Es fällt nicht leicht, sich mit dem Buch anzufreunden, denn eine Bezugsperson, das Ich des Romans, mit dem man sich identifizieren und gleichsetzen kann, fehlt erst einmal. Irgendwie bleibt der Leser erst einmal Beobachter. Allein schon vom Titel wird klar, wir haben es mit zwei Parteien zu tun, mit zwei unterschiedlichen Sichtweisen. Daher wird es in beiden Fraktionen Charaktere geben, die die Handlung beeinflussen. Mit der Zeit wird man sich selbst entscheiden müssen ob und wenn für wen man Partei ergreift. Allerdings, wenn man weiterhin die Beobachterhaltung einnimmt, findet man auch den Spass am Buch, weil man eben mit beiden Seiten mitfiebern kann. In beiden Parteien gibt es sehr unterschiedliche Charaktere, die sich in Gruppen wiederfinden und sich nun untereinander zurechtfinden müssen, bevor sie sich mit den Gegnern abgeben. Durch die hervorragende Gestaltung der Personen findet sich für jeden Leser eine „Bezugsperson“ mit der man sich identifizieren kann.
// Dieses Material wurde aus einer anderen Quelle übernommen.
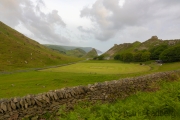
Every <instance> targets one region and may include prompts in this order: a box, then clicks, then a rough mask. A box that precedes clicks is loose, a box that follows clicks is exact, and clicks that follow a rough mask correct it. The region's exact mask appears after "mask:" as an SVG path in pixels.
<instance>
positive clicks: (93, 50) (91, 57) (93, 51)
mask: <svg viewBox="0 0 180 120" xmlns="http://www.w3.org/2000/svg"><path fill="white" fill-rule="evenodd" d="M97 56H98V54H97V51H96V49H94V48H93V49H92V50H91V51H89V52H88V53H87V54H86V55H85V56H83V57H84V58H94V57H97Z"/></svg>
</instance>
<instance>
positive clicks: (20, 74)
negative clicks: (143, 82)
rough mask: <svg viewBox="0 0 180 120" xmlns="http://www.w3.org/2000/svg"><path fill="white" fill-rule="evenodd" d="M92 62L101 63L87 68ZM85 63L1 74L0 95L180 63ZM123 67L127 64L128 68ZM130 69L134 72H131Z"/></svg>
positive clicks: (116, 75)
Sollte man nun die Gebrüder Orgel mit den Gebrüder Grimm gleichsetzen? Sie erzählen von Zwergen und bösen Gegnern, es spielt zu einer Zeit „Es war einmal …“ und irgendwelche Adligen treten auch auf. Aber bei den Grimms gibt es keine wilden Orkhorden, keine Tolkienschen Völkerschlachten. Bei den Gebrüder Orgel gibt es dafür kein Happy End und auch kein „Und die Moral von der Geschicht‘ …“. Wir haben also eine Geschichte, die mich persönlich eher an Tabletop und Rollenspiel erinnert. So eine Art Warhammer Fantasy. Was gar nicht so fern liegt, die beiden erwähnten mal auf einer der Buchmessen, sie würden auch Rollenspiel machen. Sie lassen wilde Orkhorden auf die Leser los, dann die Zwerge und manchmal beides. Der Mensch / Leser, kann nur verlieren. Dabei belassen sie es aber auch schon, sie sagen nicht die guten Orks hauen auf die bösen Zwerge oder die guten Zwerge auf die bösen Orks, sondern sie überlassen den Leser seinen Einschätzungen, manchmal auf Fehleinschätzungen. Klar ist in jedem Fall, dass der Leser eine Entscheidung fällen muss. Hinzu kommt die Uneinigkeit der beiden Parteien, die sich mit Heldentum, Verrat und Ränkespielen, mit Feigheit und Mut auseinandersetzen müssen. Ich denke mal, die beiden Autoren haben sich jeder für eine Seite entschieden und bauen die Geschichte gleich auf. Es sind, abgesehen von der Grösse der Helden, immer die gleichen Charaktere, die die Handlung beeinflussen. Wer genau liest wird in jedem Ork die Entsprechung bei den Zwergen finden. Die Erzähltechnik ist, sagen wir typisch. Da gibt es nichts zu meckern, aber es sind keine Überraschungen zu erwarten. Verschiedene Handlungsstränge finden im Lauf der Erzählung zusammen und sorgen für ein angenehmes Ende.
Besser noch als das Titelbild sind die beiden Innenseiten des Umschlages. Die sehen einfach super gut aus.